Do you want to know how?

What do you get?

Like I mentioned, I wasn’t able to test Mixpanel lately so both you and I will have to trust my memory and what I’m about to tell you is quite dated. Like any platform I expect Mixpanel to have moved forward to new and better things but by visiting their website I feel that the platform’s original DNA is still present and strong.

“DNA? What DNA are you talking about?” you ask… or don’t, bear with me… The cool thing about Mixpanel is that it doesn’t really offer visualisations and dashboards but rather extremely simple yet powerful tools for you to build and share your own. The tools available are funnels, cohort analysis and visualisations, all of them very easy to use.

My personal favourite in the past was cohort analysis because I could define whatever event took place and then see who engaged with the game in some other way. While cohort analysis tools usually focus on retention (and Mixpanel’s page actually calls the feature retention) it goes quite a bit beyond that. I can create a retention table for the percentage of users that made a purchase and returned to the game within a given time interval measured in hours, days, weeks or months. I might be wrong but I recall correctly Mixpanel is the only one able to do this on the fly.

Funnels are effortless to create. Simple, useful and powerful, by event or event parameter and fully retrospective.

Last but not least, simple and effective visualisations that allow any business user (yes, any, non-techy, non-data savvy) to create visualisations, from DAU per country to hourly revenue per device type, from bar to pie charts. Any event, any parameter or property, simple, quick and easy.

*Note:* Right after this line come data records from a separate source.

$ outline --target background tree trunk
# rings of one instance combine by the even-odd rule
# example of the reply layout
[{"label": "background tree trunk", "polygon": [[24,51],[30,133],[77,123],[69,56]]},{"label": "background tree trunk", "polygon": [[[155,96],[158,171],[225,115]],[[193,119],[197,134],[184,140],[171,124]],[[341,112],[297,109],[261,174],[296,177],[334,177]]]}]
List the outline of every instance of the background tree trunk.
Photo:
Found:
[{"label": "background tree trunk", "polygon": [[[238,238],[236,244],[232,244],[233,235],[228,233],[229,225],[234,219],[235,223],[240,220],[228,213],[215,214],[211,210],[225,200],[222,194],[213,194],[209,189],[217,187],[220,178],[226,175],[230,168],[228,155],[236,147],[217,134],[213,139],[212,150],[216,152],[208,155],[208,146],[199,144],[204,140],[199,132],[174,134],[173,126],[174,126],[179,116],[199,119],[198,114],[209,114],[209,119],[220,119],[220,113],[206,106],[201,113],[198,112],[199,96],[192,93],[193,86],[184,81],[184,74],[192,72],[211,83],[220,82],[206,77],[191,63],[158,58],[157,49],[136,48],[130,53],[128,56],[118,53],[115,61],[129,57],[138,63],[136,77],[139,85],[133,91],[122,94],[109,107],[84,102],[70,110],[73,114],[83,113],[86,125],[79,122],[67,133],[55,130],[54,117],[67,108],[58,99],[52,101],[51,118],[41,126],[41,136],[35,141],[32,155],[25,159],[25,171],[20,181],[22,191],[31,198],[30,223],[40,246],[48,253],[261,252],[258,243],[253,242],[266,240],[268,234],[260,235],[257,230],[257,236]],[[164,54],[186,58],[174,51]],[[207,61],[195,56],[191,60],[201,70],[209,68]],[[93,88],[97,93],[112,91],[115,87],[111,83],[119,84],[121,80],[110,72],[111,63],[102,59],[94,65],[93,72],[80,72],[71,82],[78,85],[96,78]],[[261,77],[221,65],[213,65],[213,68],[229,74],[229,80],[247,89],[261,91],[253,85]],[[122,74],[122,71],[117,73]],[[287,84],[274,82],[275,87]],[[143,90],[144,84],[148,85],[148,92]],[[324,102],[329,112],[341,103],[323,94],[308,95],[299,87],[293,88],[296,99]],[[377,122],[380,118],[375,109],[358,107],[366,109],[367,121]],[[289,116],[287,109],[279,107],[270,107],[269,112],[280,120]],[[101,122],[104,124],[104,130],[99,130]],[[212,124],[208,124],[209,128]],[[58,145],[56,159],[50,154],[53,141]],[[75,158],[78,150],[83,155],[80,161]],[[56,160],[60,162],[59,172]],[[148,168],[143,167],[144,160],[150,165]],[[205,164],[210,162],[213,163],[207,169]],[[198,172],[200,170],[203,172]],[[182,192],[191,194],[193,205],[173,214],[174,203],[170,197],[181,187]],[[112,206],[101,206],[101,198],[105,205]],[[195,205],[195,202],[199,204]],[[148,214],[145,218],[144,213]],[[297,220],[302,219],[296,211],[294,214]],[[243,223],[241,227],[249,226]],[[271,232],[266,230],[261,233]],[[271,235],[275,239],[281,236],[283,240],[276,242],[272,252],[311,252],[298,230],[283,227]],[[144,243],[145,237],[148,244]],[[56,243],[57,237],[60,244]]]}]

Another cool thing about Mixpanel is that segments of users are very easy to use across the platform. The reason being a cool idea called super properties. I don’t know if this still exists, but it is basically a way of maintaining a user state managed at the SDK level. All events sent have super properties attached and those super properties are usable in all tools. Although I have many reservations about client side managed user state, it is a very simple and effective way to have many user properties available to the several tools that we can use.

Is that all?!

Nope… I never used it much so I really don’t want to go deep into it but there are a couple more features that I’d like to bring up. The first one is a user level analytics and push notifications. One of the most relevant part is the ability to isolate users and see not only their user state but also their event stream. The second feature is A/B testing.

Integrated A/B testing is always a plus and push notifications likewise but given my lack of knowledge I won’t give any opinion but it’s good to know that both, plus the user state are options in the platform.

So what about the perfect scenario?

Cohort analysis, funnels and the ability to quickly check data visually are very important in analytics. Mixpanel offers this to business users at blazing speed with very well built tools. It is a platform for people that want to explore data and wonder around their own questions but that don’t have the data-techy skills to do it.

I recall very vividly having great discussions with a game designer around visualisations in Mixpanel. These weren’t visualisations that were on a dashboard, these were things that we were building and slicing as we were discussing. This is the real power of Mixpanel. The ability to move in data visually.